Red Goes Wrong

Berkshire Elementry’s lockdown brings about panic reminiscent of Uvalde, Texas.


Amy Rodriguez

Berkshire Elementary School

Amy Rodriguez, Features Editor

On the sweltering afternoon of Monday, August 15, as children and teachers alike sighed with relief at the sound of dismissal, a voice came on the intercom and the hearts of 1,053 students dropped. Berkshire Elementary School, located at 1060 South Kirk Road, had gone into a code-red lockdown.

“We were here and we heard the noise, like I said, bang, bang…and from that point on is when we got a little nervous and we started running inside to see what was going on,” parent Yeimar Irizacarry said.

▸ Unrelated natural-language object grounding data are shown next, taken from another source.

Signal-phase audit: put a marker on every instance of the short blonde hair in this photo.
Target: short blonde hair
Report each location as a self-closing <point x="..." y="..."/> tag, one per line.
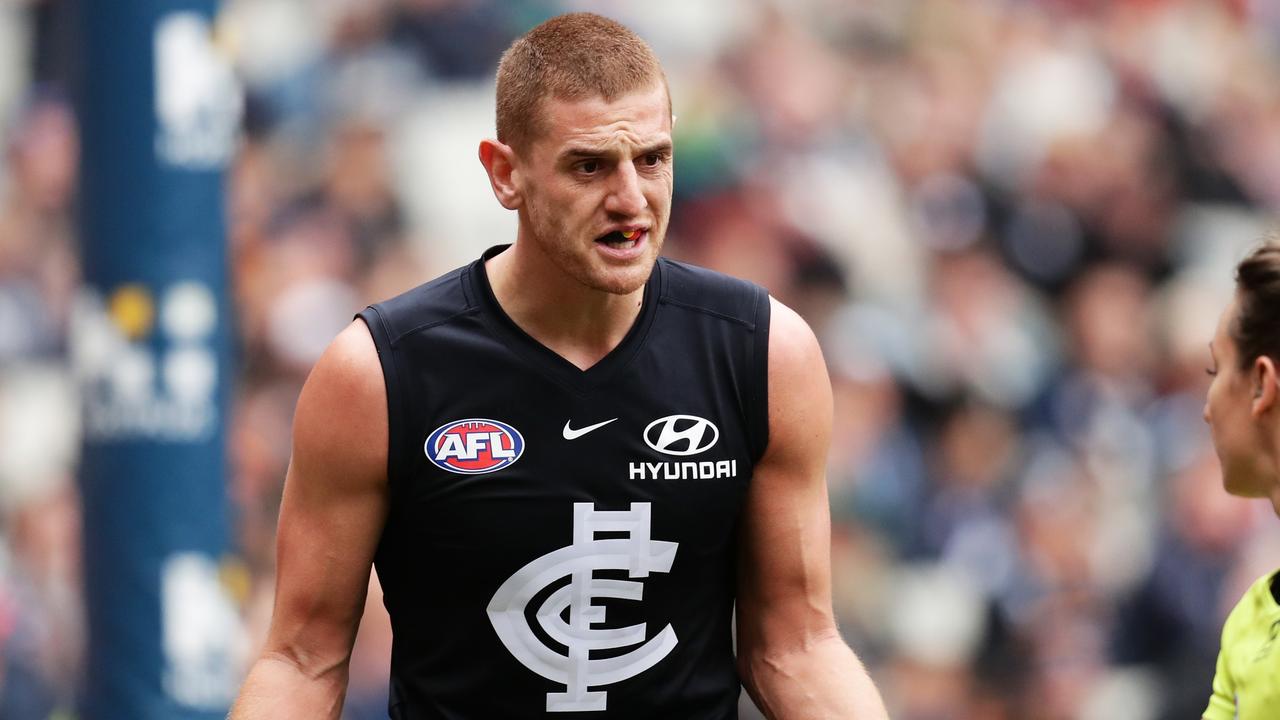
<point x="568" y="57"/>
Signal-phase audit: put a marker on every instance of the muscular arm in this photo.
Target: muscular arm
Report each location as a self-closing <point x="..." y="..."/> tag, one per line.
<point x="330" y="519"/>
<point x="791" y="657"/>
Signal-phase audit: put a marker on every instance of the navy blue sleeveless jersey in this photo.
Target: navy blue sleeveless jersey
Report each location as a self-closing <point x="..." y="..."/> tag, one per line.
<point x="562" y="542"/>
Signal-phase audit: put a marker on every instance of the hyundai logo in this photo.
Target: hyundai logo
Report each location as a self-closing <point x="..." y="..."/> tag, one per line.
<point x="681" y="434"/>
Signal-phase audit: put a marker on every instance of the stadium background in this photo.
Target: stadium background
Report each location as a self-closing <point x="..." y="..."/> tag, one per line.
<point x="1011" y="224"/>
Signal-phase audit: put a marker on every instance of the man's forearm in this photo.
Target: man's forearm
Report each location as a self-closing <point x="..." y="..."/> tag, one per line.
<point x="821" y="680"/>
<point x="277" y="688"/>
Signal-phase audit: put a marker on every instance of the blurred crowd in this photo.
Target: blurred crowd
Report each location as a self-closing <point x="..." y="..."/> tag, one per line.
<point x="1010" y="222"/>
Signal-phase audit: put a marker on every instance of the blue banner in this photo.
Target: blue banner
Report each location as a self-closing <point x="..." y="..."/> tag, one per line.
<point x="151" y="340"/>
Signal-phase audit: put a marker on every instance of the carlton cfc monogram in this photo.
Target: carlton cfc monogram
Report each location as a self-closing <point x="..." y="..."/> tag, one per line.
<point x="638" y="555"/>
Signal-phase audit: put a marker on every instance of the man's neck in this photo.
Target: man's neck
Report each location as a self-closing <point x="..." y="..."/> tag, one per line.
<point x="576" y="322"/>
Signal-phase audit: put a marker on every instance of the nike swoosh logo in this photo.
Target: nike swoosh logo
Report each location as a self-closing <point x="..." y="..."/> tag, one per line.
<point x="570" y="433"/>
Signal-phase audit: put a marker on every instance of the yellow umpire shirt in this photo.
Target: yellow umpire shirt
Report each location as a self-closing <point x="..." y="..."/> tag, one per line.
<point x="1247" y="683"/>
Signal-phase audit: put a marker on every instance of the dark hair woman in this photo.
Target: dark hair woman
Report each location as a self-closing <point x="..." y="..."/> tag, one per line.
<point x="1243" y="413"/>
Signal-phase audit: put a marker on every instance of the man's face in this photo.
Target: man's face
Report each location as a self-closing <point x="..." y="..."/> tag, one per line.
<point x="1238" y="436"/>
<point x="597" y="187"/>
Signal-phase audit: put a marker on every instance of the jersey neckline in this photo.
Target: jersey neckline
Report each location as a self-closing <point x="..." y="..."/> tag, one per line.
<point x="545" y="359"/>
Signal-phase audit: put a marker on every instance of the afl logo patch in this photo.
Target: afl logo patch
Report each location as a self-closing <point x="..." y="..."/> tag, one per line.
<point x="474" y="446"/>
<point x="681" y="434"/>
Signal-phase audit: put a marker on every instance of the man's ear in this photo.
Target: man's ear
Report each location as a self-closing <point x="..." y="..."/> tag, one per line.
<point x="499" y="162"/>
<point x="1264" y="386"/>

A code red is issued when there is an imminent danger at the school. The parents of the children trapped in the school were in panic. Many of them had already been in line to pick up their children and knowing they were so close but could not protect them was upsetting. Seeing their children being walked back into the building rather than leaving caused a surge of panic, the tragedy of Robb Elementary fresh in their minds. “They called my son’s name to come to me and the lady pulled him back in line and was like, no, get back in the building,” parent Alexis Heine said in an interview with WPTV.

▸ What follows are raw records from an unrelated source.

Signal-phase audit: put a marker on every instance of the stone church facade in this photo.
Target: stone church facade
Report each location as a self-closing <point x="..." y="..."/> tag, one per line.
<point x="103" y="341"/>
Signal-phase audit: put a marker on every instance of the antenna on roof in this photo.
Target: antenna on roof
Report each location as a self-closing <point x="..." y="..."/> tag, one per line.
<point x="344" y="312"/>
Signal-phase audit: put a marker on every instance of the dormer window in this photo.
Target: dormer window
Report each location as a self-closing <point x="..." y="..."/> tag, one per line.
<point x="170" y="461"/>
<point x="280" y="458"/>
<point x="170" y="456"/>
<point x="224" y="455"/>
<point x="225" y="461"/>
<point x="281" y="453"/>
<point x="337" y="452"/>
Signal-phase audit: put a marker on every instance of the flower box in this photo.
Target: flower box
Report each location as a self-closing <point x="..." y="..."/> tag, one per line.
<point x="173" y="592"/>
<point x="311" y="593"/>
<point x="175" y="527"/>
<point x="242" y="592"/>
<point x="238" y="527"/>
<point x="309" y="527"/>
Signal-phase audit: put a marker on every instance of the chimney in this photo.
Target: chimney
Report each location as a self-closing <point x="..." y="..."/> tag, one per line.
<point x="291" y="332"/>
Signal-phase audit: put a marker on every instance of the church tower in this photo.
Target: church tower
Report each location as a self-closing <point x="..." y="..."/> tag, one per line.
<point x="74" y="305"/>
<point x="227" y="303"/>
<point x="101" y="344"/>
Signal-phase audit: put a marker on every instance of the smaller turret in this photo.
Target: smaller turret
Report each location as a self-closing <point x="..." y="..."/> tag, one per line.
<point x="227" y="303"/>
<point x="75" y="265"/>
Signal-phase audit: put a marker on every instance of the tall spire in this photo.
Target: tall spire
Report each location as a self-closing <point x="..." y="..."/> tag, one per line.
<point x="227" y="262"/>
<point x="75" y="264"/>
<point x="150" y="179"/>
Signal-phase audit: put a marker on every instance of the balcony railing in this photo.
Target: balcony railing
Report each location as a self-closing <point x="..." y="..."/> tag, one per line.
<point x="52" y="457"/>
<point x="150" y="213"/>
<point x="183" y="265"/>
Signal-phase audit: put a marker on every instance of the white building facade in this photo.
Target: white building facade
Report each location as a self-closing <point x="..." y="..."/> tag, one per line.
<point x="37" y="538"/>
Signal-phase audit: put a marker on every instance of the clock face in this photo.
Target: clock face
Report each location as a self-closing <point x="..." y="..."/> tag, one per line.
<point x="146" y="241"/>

“It was just a code red and then we were all hiding and I just heard police sirens go flashing,” fifth grade student Jonas Velez said.

However, this panic was nothing compared to the uproar that occurred after reports of an unconfirmed gunshot were heard. Parents began calling 911, and dispatchers had to tell them to calm down despite the tangible fear of the parents. It was later confirmed that no shots were fired in the vicinity; however, Fire Rescue was still called.

“In today’s society, we have to be able to quickly and professionally assess what’s really going on,” security expert and former federal agent Tim Miller said.

After the admittedly unsatisfactory job the local police did at the shooting in Uvalde, parents had become untrusting in the protection of the police department. Taking the safety of their children into their own hands, many guardians jumped the fence, shouting and causing a rise in tension between the parents surrounding them.

“Parents jumped the fence, rushing through to get their kids…we’re gonna protect our kids. We’re not going to wait for someone to do it for us,” Darwell Wright said.

Fortunately, it was later discovered that the code red was because of a domestic violence situation in the neighborhood in order to gather her belongings. The school district had been notified of the occurrence, and later of the alleged gunshots. The code red could have been initiated by either the school itself or local law enforcement. Normal procedure calls for a code yellow, as the danger was only in the vicinity of the school and not an on-campus threat. On that note, the neighboring school, Palm Spring Community Middle, located 0.8 miles away, never went on lockdown.